China offers the era’s clearest before-and-after. After Beijing’s notorious “airpocalypse” of January 2013, when readings went off the top of the standard scale, the government poured resources into monitoring and coal restrictions, and average particulate levels in major cities fell sharply over the following decade, proving that even severe pollution can be reversed within a political generation.

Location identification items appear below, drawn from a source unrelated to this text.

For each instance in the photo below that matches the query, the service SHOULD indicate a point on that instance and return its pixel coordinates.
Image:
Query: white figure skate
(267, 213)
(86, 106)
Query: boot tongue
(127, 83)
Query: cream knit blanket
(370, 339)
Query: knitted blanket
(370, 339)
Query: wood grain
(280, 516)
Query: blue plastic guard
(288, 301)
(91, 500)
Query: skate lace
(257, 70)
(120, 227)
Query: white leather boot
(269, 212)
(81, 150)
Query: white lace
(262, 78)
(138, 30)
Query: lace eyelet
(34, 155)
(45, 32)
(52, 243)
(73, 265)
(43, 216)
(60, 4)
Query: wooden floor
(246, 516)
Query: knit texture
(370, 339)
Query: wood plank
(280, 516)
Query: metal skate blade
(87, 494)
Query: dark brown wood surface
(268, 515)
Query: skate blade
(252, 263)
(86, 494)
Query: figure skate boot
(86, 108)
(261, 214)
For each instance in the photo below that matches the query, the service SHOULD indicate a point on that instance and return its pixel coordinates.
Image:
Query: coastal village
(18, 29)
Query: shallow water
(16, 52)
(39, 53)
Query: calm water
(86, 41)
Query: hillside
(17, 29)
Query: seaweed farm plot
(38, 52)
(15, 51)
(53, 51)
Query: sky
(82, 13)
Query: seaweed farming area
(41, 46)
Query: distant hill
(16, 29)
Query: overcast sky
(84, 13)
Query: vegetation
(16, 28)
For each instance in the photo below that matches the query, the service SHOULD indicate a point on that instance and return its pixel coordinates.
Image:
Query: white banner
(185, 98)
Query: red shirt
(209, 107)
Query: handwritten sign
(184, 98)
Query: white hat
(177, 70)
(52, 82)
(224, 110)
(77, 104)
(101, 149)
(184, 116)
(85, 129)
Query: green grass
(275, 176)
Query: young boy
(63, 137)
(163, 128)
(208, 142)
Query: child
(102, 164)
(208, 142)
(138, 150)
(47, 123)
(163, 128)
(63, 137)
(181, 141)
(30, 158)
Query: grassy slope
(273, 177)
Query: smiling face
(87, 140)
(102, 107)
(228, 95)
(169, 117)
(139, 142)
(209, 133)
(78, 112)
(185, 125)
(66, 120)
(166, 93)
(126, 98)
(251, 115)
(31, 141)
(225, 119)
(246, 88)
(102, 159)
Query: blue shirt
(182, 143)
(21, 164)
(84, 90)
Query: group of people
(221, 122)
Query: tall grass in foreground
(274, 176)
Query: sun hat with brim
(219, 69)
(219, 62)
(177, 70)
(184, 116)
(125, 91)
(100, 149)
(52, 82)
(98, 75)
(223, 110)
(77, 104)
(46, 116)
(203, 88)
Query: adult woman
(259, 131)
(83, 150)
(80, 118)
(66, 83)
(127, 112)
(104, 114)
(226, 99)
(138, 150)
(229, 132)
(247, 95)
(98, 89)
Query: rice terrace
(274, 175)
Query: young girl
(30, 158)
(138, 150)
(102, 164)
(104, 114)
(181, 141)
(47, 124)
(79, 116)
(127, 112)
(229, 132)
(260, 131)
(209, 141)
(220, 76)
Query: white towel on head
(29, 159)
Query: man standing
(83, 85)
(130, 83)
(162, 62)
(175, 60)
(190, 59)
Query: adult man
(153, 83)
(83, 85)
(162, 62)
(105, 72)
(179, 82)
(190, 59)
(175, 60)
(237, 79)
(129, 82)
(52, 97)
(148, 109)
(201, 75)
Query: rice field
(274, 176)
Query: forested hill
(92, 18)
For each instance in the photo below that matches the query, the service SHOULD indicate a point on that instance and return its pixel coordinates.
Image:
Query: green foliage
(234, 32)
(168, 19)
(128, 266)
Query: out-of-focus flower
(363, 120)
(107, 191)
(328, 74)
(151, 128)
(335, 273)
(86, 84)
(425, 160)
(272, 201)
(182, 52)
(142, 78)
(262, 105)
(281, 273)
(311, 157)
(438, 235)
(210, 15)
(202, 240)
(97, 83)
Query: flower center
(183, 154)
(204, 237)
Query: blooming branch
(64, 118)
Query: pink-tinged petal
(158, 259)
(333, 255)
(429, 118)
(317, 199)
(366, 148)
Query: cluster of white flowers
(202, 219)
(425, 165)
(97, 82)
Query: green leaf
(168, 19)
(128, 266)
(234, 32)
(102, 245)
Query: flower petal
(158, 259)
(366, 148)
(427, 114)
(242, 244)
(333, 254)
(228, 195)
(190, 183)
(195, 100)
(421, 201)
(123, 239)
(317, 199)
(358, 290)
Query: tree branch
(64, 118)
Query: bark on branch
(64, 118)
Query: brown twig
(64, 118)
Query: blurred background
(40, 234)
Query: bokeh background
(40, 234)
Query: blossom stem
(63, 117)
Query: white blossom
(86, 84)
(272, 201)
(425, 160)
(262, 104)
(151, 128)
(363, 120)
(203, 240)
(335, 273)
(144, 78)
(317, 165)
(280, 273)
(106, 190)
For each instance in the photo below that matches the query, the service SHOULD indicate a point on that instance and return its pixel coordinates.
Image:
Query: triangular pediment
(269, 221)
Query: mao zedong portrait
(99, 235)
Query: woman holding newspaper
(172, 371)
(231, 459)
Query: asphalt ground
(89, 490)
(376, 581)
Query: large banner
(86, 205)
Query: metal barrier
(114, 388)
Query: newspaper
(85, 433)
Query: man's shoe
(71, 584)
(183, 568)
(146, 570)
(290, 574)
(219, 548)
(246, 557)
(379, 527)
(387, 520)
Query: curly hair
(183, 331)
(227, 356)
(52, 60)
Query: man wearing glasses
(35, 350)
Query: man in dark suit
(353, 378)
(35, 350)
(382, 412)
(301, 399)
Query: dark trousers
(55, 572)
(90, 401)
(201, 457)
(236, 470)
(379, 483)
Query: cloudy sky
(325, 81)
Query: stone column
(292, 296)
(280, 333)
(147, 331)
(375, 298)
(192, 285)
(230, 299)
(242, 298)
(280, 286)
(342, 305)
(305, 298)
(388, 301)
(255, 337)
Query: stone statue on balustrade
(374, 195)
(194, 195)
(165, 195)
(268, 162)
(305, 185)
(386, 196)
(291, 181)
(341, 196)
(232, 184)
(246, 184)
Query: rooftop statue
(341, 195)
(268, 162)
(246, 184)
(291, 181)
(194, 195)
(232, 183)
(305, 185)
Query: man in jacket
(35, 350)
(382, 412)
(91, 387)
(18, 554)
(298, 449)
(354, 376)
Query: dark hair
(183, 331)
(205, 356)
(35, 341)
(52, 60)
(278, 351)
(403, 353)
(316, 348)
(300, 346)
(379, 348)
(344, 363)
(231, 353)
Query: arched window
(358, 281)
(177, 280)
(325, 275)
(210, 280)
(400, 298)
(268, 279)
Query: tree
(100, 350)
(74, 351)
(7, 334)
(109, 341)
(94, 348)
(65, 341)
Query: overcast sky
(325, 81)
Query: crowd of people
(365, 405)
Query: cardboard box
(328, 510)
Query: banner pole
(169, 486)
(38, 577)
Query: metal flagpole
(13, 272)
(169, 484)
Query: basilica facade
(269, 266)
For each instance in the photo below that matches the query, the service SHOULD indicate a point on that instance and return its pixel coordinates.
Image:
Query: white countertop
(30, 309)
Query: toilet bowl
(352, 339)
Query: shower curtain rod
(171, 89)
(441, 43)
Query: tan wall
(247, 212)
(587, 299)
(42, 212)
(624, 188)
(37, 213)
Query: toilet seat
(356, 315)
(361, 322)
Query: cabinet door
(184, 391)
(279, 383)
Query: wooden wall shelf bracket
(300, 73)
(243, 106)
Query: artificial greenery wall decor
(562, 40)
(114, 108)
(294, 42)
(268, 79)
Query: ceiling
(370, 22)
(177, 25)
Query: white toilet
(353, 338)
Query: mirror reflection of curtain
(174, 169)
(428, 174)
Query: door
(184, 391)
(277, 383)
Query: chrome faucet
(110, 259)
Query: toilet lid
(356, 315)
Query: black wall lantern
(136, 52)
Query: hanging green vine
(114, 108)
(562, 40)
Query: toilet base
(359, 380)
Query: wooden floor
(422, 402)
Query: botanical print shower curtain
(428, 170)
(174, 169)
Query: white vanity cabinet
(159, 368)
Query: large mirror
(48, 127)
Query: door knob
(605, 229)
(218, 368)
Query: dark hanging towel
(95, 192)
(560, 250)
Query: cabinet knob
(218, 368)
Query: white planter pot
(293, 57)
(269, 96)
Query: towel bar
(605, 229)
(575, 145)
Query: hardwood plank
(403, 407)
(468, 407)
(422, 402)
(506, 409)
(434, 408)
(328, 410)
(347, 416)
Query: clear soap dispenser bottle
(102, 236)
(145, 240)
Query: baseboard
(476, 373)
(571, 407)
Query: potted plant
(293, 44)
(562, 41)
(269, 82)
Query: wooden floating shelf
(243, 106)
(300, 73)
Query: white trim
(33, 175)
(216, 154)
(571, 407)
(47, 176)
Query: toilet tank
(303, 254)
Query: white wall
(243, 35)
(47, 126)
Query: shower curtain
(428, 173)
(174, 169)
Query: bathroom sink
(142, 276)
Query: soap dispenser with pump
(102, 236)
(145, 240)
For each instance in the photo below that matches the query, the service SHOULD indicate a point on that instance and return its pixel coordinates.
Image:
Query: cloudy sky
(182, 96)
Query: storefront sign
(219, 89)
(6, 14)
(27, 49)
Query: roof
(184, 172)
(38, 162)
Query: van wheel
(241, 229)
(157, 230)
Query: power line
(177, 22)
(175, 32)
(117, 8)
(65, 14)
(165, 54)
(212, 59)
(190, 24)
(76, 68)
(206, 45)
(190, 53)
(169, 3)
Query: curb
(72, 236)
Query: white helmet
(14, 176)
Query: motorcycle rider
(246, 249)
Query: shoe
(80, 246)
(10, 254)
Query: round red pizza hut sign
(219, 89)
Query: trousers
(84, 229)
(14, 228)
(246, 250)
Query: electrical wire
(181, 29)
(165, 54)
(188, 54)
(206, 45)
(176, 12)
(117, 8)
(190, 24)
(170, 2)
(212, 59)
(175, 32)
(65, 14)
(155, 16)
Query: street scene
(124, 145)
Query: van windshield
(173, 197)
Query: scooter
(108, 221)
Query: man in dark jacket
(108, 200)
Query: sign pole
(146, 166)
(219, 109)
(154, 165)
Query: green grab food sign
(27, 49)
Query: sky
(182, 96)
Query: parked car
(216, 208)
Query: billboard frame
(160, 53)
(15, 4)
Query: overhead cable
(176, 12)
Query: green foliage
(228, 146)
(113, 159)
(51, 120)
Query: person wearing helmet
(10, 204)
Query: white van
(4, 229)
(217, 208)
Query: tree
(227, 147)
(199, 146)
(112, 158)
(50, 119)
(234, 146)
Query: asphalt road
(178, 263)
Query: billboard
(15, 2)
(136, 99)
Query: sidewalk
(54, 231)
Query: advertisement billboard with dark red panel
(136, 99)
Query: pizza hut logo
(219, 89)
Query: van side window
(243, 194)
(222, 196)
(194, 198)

The economics of breathing
The case for clean air was long argued on health grounds alone, but economists have added a blunt second argument: dirty air is expensive. The World Bank has put the global cost of air pollution, in lost labour, health spending and premature death, in the trillions of dollars a year, several per cent of world economic output quietly siphoned away. Workers exposed to high pollution take more sick days and are measurably less productive; studies of everything from call-centre staff to fruit pickers have found output dipping as particulate counts rise. Set against those losses, the money spent on cleaner buses, scrubbers on smokestacks and tighter fuel standards tends to repay itself many times over. That arithmetic is central to the day’s messaging, because it reframes clean air as an investment a finance ministry can defend rather than an environmental luxury to be afforded only in good years.
Fun facts
The colour of a polluted sunset is a genuine optical effect: fine particles scatter blue light away and let red and orange through, so the most spectacular sunsets often accompany the least healthy air. Trees are quietly enlisted as infrastructure, and a mature street tree can trap several kilograms of particulate matter on its leaves each year before rain washes it to the ground. The phrase “canary in a coal mine” is literal air-quality history, since miners carried caged canaries whose faster metabolism made them collapse from carbon monoxide before humans noticed anything wrong. And the human nose is a poor guide to danger: carbon monoxide and much fine particulate matter are odourless, so the air that feels fresh on a still winter evening beside a wood fire can be among the worst you breathe all week. Even indoor air holds surprises, since cooking, candles and cleaning sprays can push a sealed kitchen’s particle count well above the street outside.
A closing reflection
The name chosen for this observance is oddly poetic for a UN resolution. It does not speak of emissions targets or particulate thresholds but of blue skies, the thing a child draws with a single crayon and the thing a city loses so gradually that nobody remembers when it went. The day asks a modest question with a difficult answer: whether the ordinary right to look up and see clearly is one a crowded, energy-hungry world is willing to organise itself to protect. The 1952 fog cleared because London decided, collectively, that it must. Blue skies, the day insists, are always a choice being made somewhere, by someone, on everyone’s behalf.